Saturday, August 22, 2015

$20: Going bust.

Changing Up

Maybe limit just wasn't my game, or so I reasoned. I had a cynical outlook--it was all just a fucking crapshoot. Playing solid tight-aggressive poker pre-flop wasn't sufficient enough for anything more than a small edge. There was zero nuance or creativity in post-flop play* because nobody paid attention--they just played their hand and smashed the call button if they had a non-0% chance of winning. I didn't want to be patient anymore. It had been a month of going nowhere. It wasn't validating my talent or intelligence.
*I would later learn how wrong I was to think that... which I will detail in the next part.

Back to my Roots

I re-directed my focus to the $5 Sit'N'Go tournaments (SNG's). It felt right.

It's the style of play most similar to home games, where I first honed my game.
It's the game I had most practice in on the play money tables.
I can finally play creatively and make moves.
I can protect my hands and not worry about 6 different players sucking out on the river.

My tournament game didn't have a lot of sophistication but I understood certain principles unique to tournament-style poker. I had the right fundamental habits.

  • I adjusted my play to how expensive the blinds were getting relative to the chips on the table.
  • I'd avoid over-committing without a big hand and only probe with small bets to steal small-medium pots in early stages.
  • I wasn't going to 3-barrel my entire stack to some random dude I've never seen play just to be a hero.
  • I would steal blinds in late position and be aware of others who were doing it to me (and counter attack by expanding my range to 3-bet, if necessary)
  • I was cognizant of the gap theory: If the hand is raised when it gets to you, you need a better hand to call than you would need if you were the one making the raise.
  • I avoided sub-optimal late game/short-stack decisions, like calling for a flop when pot committed or limping pre-flop when short-handed.

Mini-rambling on poker strategy, feel free to skip
Now, all of this is super basic to any experienced tournament player, but at the absolute lowest stakes, most players don't have a clue and commit ultra simple mistakes that give up a huge chunk of value each hand. This is not the same "mistake" as misreading someone's hand on a big decision in a huge pot like whoops, he did have the flush, guess I lose. It takes talent, skill, and experience to develop hand-reading ability--and even the best will get it wrong (or make the correct decision and still be "wrong") because it's inevitable when acting upon imperfect information. Navigating these decisions is what separates decent from good, and good from great. But there are decisions in poker, especially online poker where there's no element of reading physical tells, that are just axiomatic and require zero talent to make. An absurd example would be folding pocket aces pre-flop in a cash game--that is clearly always the wrong decision and it's self-evident if your objective is to make money. A more practical example would be a late-stage tournament raise/fold situation, where calling is never correct. For example, take a heads up tournament situation where both stacks are shallow (low multiple of big blinds, pot-commitment is 1-2 bets away), the button raises, and the big blind holds a low pocket pair. It's never correct to call instead of re-raising (even folding would make more sense than calling) because there are just about zero advantages to seeing a flop, whereas a re-raise has 2 primary advantages -- 1) committing when you're more certain you have the edge (as opposed to having to make a tougher decision to bet out of position when 3 high overcards flop) and 2) your opponent might fold and give up his equity in a coinflip situation ( assuming he likely has 2 overcards). There's a clear cut right and wrong decision, situational context doesn't matter, and there's no real debate. 

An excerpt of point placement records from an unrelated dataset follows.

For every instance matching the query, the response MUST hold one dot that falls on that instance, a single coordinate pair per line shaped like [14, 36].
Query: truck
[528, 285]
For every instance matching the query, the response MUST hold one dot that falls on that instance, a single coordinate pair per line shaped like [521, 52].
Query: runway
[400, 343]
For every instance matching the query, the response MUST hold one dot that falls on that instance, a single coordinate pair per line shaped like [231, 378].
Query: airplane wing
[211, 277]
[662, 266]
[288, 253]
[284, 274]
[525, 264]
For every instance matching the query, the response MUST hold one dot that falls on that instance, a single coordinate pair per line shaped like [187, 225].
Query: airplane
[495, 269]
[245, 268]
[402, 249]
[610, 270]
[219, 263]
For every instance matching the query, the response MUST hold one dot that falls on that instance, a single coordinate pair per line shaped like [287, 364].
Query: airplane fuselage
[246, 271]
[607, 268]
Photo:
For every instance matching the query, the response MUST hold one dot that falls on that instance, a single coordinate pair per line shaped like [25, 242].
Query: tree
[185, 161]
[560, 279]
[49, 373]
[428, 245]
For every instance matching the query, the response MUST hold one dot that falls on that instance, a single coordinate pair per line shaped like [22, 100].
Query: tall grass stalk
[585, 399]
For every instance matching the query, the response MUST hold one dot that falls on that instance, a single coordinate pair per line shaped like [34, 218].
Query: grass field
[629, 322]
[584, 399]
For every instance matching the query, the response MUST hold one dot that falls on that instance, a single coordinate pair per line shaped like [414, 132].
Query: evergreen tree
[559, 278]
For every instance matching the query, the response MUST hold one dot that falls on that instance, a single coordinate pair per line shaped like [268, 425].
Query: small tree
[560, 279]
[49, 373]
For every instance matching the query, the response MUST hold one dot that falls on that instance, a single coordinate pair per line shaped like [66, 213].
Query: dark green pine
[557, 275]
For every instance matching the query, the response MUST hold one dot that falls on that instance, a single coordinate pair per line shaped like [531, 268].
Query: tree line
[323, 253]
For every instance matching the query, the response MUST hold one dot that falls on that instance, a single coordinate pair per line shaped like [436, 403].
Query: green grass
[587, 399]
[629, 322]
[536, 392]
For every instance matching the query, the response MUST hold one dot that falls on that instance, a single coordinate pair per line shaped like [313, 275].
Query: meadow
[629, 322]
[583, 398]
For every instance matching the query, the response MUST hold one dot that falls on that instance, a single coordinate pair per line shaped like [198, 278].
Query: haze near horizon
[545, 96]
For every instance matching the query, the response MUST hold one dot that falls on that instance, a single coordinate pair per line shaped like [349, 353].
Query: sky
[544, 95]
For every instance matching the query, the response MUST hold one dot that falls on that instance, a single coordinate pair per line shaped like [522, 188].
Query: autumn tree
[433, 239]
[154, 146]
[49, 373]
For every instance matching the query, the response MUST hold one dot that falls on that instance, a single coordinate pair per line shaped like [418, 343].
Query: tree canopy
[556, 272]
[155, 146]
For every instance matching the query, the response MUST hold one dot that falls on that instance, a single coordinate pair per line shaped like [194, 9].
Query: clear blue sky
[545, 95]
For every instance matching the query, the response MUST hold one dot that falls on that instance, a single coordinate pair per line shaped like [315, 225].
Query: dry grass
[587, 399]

Anyway, enough rambling. My point is, I didn't do stupid shit while my opponents often would. So I had that going for me.

Day 1

My account was pretty much right back at $20. I had enough for 4 buy-in's. I waited until school finished to play so I could devote all my attention towards building my account for the weekend.

I placed in my first one (either 2nd or 3rd). That was a good sign. 

I played for the entire day--just one table at a time, so I could maintain scrupulous attention to every player's betting action. Every edge counts.

I finished slightly up that first day and felt encouraged.

Day 2

And then Sunday came around.

And so did Mr. Variance.

I kept playing.

I kept bubbling out in 4th.

It was like I was playing a recording of the same SNG over and over and over again. Early on, I'd get some playable hands pre-flop that didn't hit. By the middle stage when the blinds start to mean something, my stack would bleed away while I endure several rounds without a pot. Then I get to the bubble and somehow, the other short stack improbably manages to survive multiple all-in's. Then I'd have to flip for my entire stack and Pokerstars gives me the one-sided coin--heads they win, tails I lose.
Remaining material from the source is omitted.